Вздрагиваю. Это новенькое что-то…
– К-когда… нарушил?
– Сегодня в семнадцать тридцать выходили из супермаркета…
– А что, нельзя было выходить?
– …поднялись в воздух. Все видели, как вы летели до гостиницы.
– Летел. Ну а что мне прикажете, с сумками по земле тащиться?
Мой адвокат откашливается. Надо же, мы еще и говорить умеем…
– Здесь нельзя летать, понимаете?
– Где здесь?
– На территории шенгенского соглашения.
Фыркаю. Слишком похоже на розыгрыш. Даже очень.

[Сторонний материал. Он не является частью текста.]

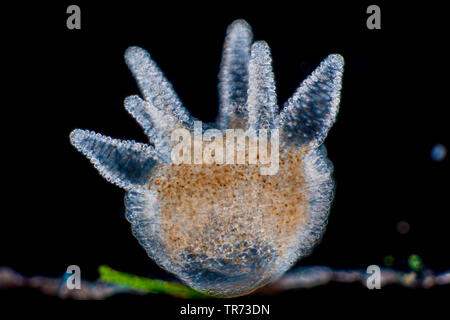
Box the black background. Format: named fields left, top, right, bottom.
left=0, top=1, right=450, bottom=318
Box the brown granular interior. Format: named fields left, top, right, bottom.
left=149, top=149, right=308, bottom=264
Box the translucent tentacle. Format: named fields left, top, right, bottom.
left=125, top=96, right=182, bottom=162
left=70, top=129, right=158, bottom=191
left=125, top=47, right=191, bottom=124
left=280, top=54, right=344, bottom=146
left=218, top=20, right=253, bottom=129
left=247, top=41, right=278, bottom=129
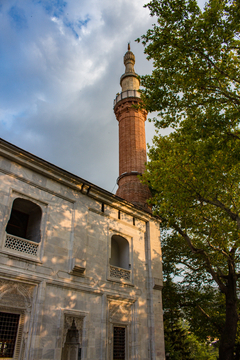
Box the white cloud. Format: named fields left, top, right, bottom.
left=0, top=0, right=157, bottom=191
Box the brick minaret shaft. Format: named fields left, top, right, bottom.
left=114, top=44, right=150, bottom=207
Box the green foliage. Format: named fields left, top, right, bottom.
left=139, top=0, right=240, bottom=360
left=163, top=278, right=217, bottom=360
left=138, top=0, right=240, bottom=132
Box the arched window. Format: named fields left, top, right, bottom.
left=110, top=235, right=129, bottom=269
left=6, top=198, right=42, bottom=243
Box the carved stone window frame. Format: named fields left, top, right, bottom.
left=107, top=228, right=134, bottom=285
left=0, top=306, right=26, bottom=360
left=56, top=308, right=89, bottom=360
left=107, top=295, right=136, bottom=360
left=0, top=279, right=36, bottom=360
left=0, top=188, right=48, bottom=262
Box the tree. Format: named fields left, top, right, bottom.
left=138, top=0, right=240, bottom=360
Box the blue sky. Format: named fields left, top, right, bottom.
left=0, top=0, right=204, bottom=192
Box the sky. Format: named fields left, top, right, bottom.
left=0, top=0, right=204, bottom=193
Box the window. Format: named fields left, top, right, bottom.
left=113, top=326, right=126, bottom=360
left=0, top=312, right=20, bottom=358
left=111, top=235, right=129, bottom=269
left=6, top=198, right=42, bottom=243
left=62, top=319, right=81, bottom=360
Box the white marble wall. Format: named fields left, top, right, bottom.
left=0, top=147, right=165, bottom=360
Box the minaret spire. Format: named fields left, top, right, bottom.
left=114, top=43, right=150, bottom=207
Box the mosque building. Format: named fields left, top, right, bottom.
left=0, top=47, right=165, bottom=360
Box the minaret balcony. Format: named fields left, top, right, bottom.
left=113, top=90, right=141, bottom=107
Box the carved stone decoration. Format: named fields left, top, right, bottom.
left=62, top=315, right=83, bottom=347
left=0, top=280, right=35, bottom=310
left=109, top=300, right=132, bottom=323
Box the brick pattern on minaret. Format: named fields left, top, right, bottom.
left=114, top=47, right=150, bottom=208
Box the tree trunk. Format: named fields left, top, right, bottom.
left=219, top=264, right=238, bottom=360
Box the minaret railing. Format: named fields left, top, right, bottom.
left=113, top=90, right=141, bottom=106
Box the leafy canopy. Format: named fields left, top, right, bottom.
left=138, top=0, right=240, bottom=360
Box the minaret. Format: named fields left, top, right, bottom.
left=114, top=44, right=150, bottom=208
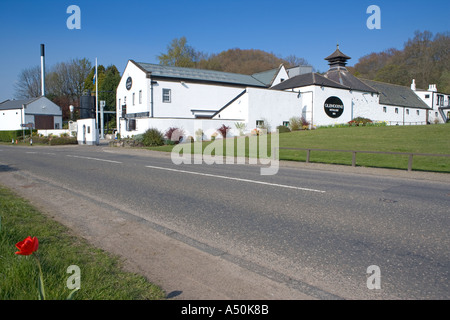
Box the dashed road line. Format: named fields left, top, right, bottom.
left=146, top=166, right=325, bottom=193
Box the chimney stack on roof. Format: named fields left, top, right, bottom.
left=41, top=44, right=45, bottom=97
left=428, top=84, right=437, bottom=92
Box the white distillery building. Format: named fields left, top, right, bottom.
left=411, top=80, right=450, bottom=124
left=117, top=60, right=312, bottom=137
left=117, top=46, right=440, bottom=138
left=272, top=46, right=430, bottom=126
left=0, top=96, right=63, bottom=131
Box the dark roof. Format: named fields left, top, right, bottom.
left=325, top=45, right=351, bottom=61
left=272, top=72, right=350, bottom=90
left=131, top=60, right=268, bottom=88
left=0, top=97, right=40, bottom=110
left=362, top=79, right=430, bottom=109
left=325, top=67, right=378, bottom=93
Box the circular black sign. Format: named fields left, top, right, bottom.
left=127, top=77, right=133, bottom=90
left=324, top=97, right=344, bottom=118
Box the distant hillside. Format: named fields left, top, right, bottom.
left=197, top=48, right=308, bottom=74
left=349, top=31, right=450, bottom=93
left=157, top=37, right=309, bottom=74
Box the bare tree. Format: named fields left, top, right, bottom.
left=14, top=66, right=41, bottom=99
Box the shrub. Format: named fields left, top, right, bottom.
left=165, top=127, right=184, bottom=143
left=133, top=134, right=144, bottom=143
left=277, top=126, right=291, bottom=133
left=195, top=129, right=205, bottom=141
left=348, top=117, right=372, bottom=127
left=234, top=122, right=247, bottom=136
left=142, top=128, right=164, bottom=147
left=289, top=117, right=303, bottom=131
left=49, top=137, right=78, bottom=146
left=217, top=124, right=231, bottom=139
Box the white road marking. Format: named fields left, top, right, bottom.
left=67, top=155, right=122, bottom=164
left=25, top=151, right=56, bottom=156
left=146, top=166, right=325, bottom=193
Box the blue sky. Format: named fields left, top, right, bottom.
left=0, top=0, right=450, bottom=102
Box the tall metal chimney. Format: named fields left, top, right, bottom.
left=41, top=44, right=45, bottom=96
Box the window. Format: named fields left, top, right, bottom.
left=163, top=89, right=172, bottom=103
left=127, top=119, right=136, bottom=131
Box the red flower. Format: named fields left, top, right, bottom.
left=16, top=237, right=39, bottom=256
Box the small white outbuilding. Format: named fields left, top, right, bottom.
left=0, top=96, right=63, bottom=131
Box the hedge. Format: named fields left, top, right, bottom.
left=0, top=130, right=23, bottom=142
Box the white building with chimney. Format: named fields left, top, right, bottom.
left=117, top=46, right=442, bottom=138
left=411, top=80, right=450, bottom=124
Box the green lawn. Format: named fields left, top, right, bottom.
left=0, top=187, right=164, bottom=300
left=149, top=124, right=450, bottom=172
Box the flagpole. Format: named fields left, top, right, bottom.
left=95, top=58, right=98, bottom=131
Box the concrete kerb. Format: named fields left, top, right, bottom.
left=102, top=147, right=450, bottom=183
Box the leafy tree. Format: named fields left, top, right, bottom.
left=158, top=37, right=308, bottom=74
left=349, top=31, right=450, bottom=92
left=158, top=37, right=197, bottom=68
left=14, top=66, right=41, bottom=99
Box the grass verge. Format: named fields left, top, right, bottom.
left=0, top=186, right=164, bottom=300
left=148, top=124, right=450, bottom=172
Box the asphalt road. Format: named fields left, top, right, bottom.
left=0, top=145, right=450, bottom=299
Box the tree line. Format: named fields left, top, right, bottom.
left=157, top=37, right=309, bottom=74
left=349, top=31, right=450, bottom=93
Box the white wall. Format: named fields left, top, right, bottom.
left=415, top=90, right=450, bottom=124
left=0, top=109, right=22, bottom=131
left=25, top=97, right=62, bottom=129
left=77, top=119, right=99, bottom=145
left=247, top=88, right=302, bottom=131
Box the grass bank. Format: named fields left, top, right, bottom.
left=149, top=124, right=450, bottom=172
left=0, top=186, right=164, bottom=300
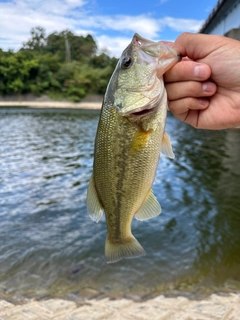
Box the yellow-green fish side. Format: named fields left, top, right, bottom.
left=87, top=31, right=180, bottom=262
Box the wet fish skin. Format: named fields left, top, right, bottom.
left=87, top=34, right=180, bottom=263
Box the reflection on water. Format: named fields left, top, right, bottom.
left=0, top=109, right=240, bottom=302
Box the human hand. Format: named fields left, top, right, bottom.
left=164, top=33, right=240, bottom=129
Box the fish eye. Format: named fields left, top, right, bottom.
left=121, top=56, right=133, bottom=69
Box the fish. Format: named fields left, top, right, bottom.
left=87, top=33, right=181, bottom=263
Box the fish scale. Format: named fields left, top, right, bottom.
left=87, top=34, right=179, bottom=262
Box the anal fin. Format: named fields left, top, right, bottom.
left=161, top=132, right=175, bottom=159
left=87, top=175, right=103, bottom=222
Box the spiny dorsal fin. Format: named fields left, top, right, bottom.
left=161, top=132, right=175, bottom=159
left=135, top=190, right=162, bottom=221
left=87, top=176, right=103, bottom=222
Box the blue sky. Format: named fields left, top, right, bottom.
left=0, top=0, right=216, bottom=57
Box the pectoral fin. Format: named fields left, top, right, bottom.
left=135, top=190, right=162, bottom=221
left=87, top=176, right=103, bottom=222
left=161, top=132, right=175, bottom=159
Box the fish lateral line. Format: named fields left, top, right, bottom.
left=130, top=129, right=152, bottom=153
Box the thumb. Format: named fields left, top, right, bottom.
left=174, top=32, right=223, bottom=60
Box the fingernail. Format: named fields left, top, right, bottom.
left=193, top=64, right=206, bottom=78
left=198, top=98, right=209, bottom=107
left=202, top=82, right=215, bottom=93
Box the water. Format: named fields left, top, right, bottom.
left=0, top=109, right=240, bottom=297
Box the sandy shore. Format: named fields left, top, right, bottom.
left=0, top=101, right=240, bottom=320
left=0, top=293, right=240, bottom=320
left=0, top=101, right=102, bottom=110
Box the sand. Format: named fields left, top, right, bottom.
left=0, top=101, right=240, bottom=320
left=0, top=293, right=240, bottom=320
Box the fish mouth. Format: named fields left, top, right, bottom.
left=126, top=97, right=160, bottom=117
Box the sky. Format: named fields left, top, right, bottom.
left=0, top=0, right=216, bottom=58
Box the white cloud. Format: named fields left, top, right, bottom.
left=158, top=17, right=204, bottom=32
left=97, top=35, right=131, bottom=58
left=0, top=0, right=203, bottom=57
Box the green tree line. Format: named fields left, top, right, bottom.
left=0, top=27, right=117, bottom=101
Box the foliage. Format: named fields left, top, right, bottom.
left=0, top=27, right=117, bottom=101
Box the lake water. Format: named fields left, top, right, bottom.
left=0, top=108, right=240, bottom=299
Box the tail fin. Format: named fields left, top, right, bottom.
left=105, top=236, right=146, bottom=263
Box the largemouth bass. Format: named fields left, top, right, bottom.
left=87, top=34, right=181, bottom=263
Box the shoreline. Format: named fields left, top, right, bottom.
left=0, top=292, right=240, bottom=320
left=0, top=101, right=102, bottom=110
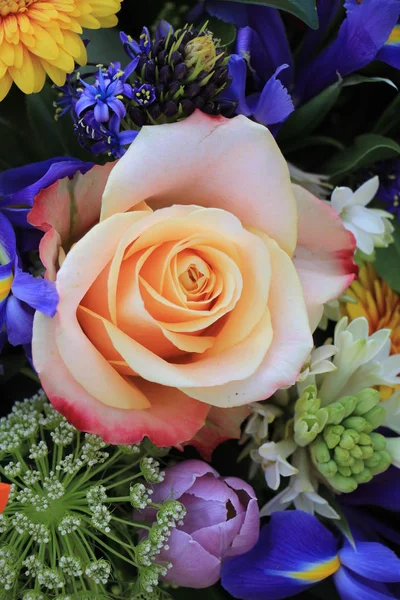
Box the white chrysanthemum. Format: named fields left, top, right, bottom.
left=251, top=440, right=297, bottom=490
left=331, top=176, right=393, bottom=255
left=288, top=163, right=333, bottom=200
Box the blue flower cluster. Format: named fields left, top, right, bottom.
left=55, top=21, right=236, bottom=158
left=196, top=0, right=400, bottom=125
left=0, top=157, right=92, bottom=355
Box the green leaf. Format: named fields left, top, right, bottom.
left=372, top=94, right=400, bottom=135
left=324, top=133, right=400, bottom=184
left=26, top=84, right=93, bottom=160
left=374, top=221, right=400, bottom=293
left=278, top=81, right=342, bottom=149
left=219, top=0, right=318, bottom=29
left=82, top=28, right=130, bottom=71
left=342, top=75, right=398, bottom=90
left=171, top=586, right=231, bottom=600
left=278, top=75, right=397, bottom=152
left=208, top=17, right=236, bottom=47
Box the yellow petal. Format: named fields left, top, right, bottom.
left=9, top=48, right=45, bottom=94
left=19, top=28, right=35, bottom=48
left=14, top=44, right=24, bottom=69
left=45, top=48, right=75, bottom=73
left=64, top=31, right=86, bottom=64
left=18, top=13, right=33, bottom=35
left=99, top=15, right=118, bottom=27
left=0, top=73, right=12, bottom=102
left=79, top=15, right=101, bottom=29
left=32, top=22, right=59, bottom=60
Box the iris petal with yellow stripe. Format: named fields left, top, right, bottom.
left=342, top=263, right=400, bottom=400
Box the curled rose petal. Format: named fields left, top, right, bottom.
left=31, top=112, right=354, bottom=446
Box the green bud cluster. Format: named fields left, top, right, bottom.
left=0, top=393, right=178, bottom=600
left=294, top=385, right=328, bottom=447
left=310, top=388, right=392, bottom=493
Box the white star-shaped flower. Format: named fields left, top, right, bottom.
left=331, top=176, right=393, bottom=255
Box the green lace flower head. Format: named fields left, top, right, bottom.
left=0, top=393, right=185, bottom=600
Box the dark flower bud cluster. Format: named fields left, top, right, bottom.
left=55, top=21, right=236, bottom=158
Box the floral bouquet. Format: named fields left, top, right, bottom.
left=0, top=0, right=400, bottom=600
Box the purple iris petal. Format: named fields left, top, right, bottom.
left=94, top=101, right=110, bottom=123
left=296, top=0, right=400, bottom=101
left=224, top=54, right=251, bottom=117
left=75, top=95, right=96, bottom=117
left=333, top=567, right=395, bottom=600
left=156, top=19, right=175, bottom=41
left=298, top=0, right=342, bottom=66
left=5, top=295, right=34, bottom=346
left=107, top=98, right=126, bottom=119
left=340, top=467, right=400, bottom=511
left=12, top=264, right=58, bottom=317
left=254, top=65, right=294, bottom=125
left=339, top=542, right=400, bottom=583
left=119, top=31, right=140, bottom=58
left=221, top=510, right=338, bottom=600
left=205, top=0, right=249, bottom=27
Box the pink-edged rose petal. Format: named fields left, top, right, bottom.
left=293, top=185, right=358, bottom=330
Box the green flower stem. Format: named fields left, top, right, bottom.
left=101, top=469, right=142, bottom=490
left=86, top=530, right=138, bottom=568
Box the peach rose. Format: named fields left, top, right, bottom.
left=31, top=112, right=356, bottom=446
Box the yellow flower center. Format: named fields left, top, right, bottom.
left=0, top=0, right=37, bottom=17
left=0, top=275, right=14, bottom=302
left=342, top=263, right=400, bottom=400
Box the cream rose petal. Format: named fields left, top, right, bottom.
left=181, top=240, right=313, bottom=408
left=101, top=111, right=297, bottom=254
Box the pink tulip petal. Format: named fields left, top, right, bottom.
left=101, top=111, right=297, bottom=254
left=183, top=240, right=313, bottom=407
left=192, top=514, right=244, bottom=560
left=146, top=459, right=219, bottom=503
left=293, top=185, right=358, bottom=330
left=179, top=492, right=226, bottom=536
left=159, top=529, right=221, bottom=589
left=224, top=477, right=260, bottom=557
left=33, top=312, right=211, bottom=446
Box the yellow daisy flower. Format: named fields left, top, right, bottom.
left=0, top=0, right=122, bottom=100
left=342, top=262, right=400, bottom=400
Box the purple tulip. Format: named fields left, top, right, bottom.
left=142, top=460, right=260, bottom=588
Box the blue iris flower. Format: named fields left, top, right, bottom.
left=296, top=0, right=400, bottom=101
left=75, top=67, right=129, bottom=123
left=378, top=24, right=400, bottom=69
left=0, top=157, right=93, bottom=350
left=222, top=510, right=400, bottom=600
left=205, top=0, right=400, bottom=116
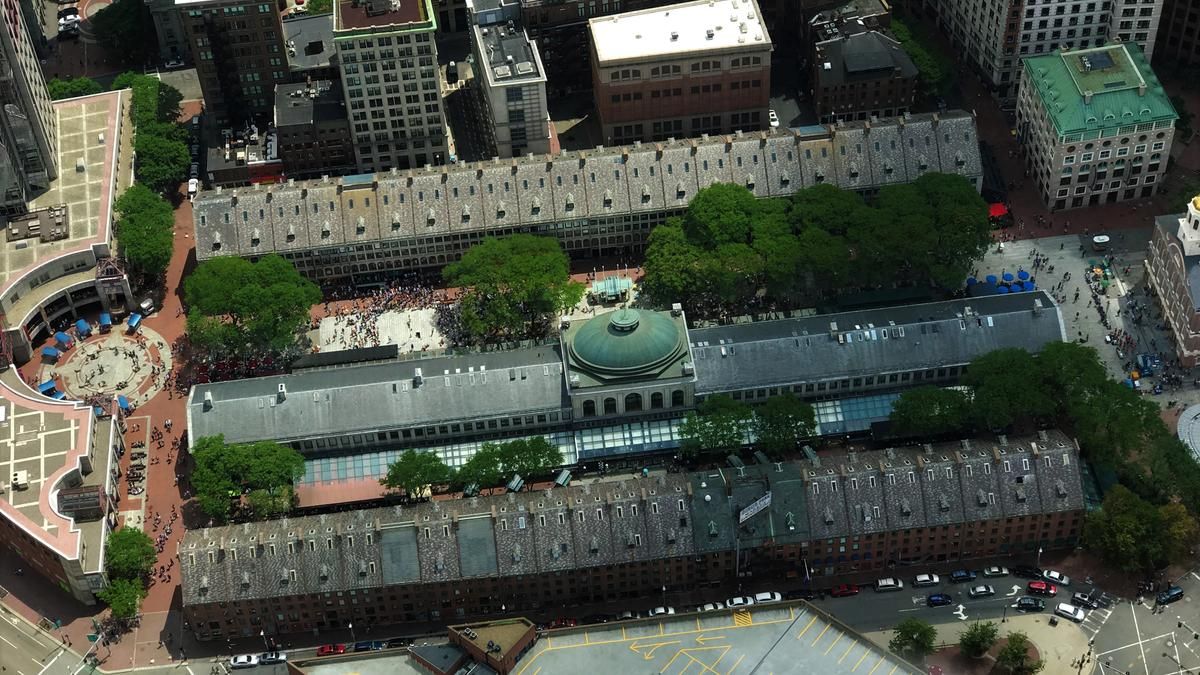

– Да ну вас, у нас в России все летают.
– В России летают. А здесь закон всемирного тяготения другой, понимаете?
– Н-не знал.
– Незнание закона не освобождает от ответственности.
– И что мне теперь… штраф?
– Вы в курсе, что здесь это карается смертной казнью?
Холодеет спина. Бред, бред, бред, бред-бред-бред-бред. Так не бывает. Не бывает. Не бывает. Чтобы люди не летали, так не бывает.
– И что мне…
– Приговор будет приведен в исполнение завтра, – судья замирает, будто обдумывает что-то, – обжалованию… не подлежит!
Стук молотка…
– …сложное дело, очень сложное… Вы бы, прежде чем в страну ехать, хоть бы задумались, какие законы, какие правила… а то ишь, кинулись…
Смотрю на адвоката. Умоляюще. Кажется, если выговаривает мне, значит, знает, как помочь. Должен знать. Просто… просто не может быть иначе. Потому что. Потому что так не бывает. Потому что я не могу умереть. Не могу. Кто угодно. Не я. Не я.
– Кто ж знал, что тут такое… с притяжением…
– Что с притяжением. Вон, во Франции скорость света официально в два раза меньше, чем в других странах.
– Да ну?
– Знать надо. А в Индии число Пи равно восемнадцати.
– Да, припоминаю что-то. Из раздела «Удивительное рядом».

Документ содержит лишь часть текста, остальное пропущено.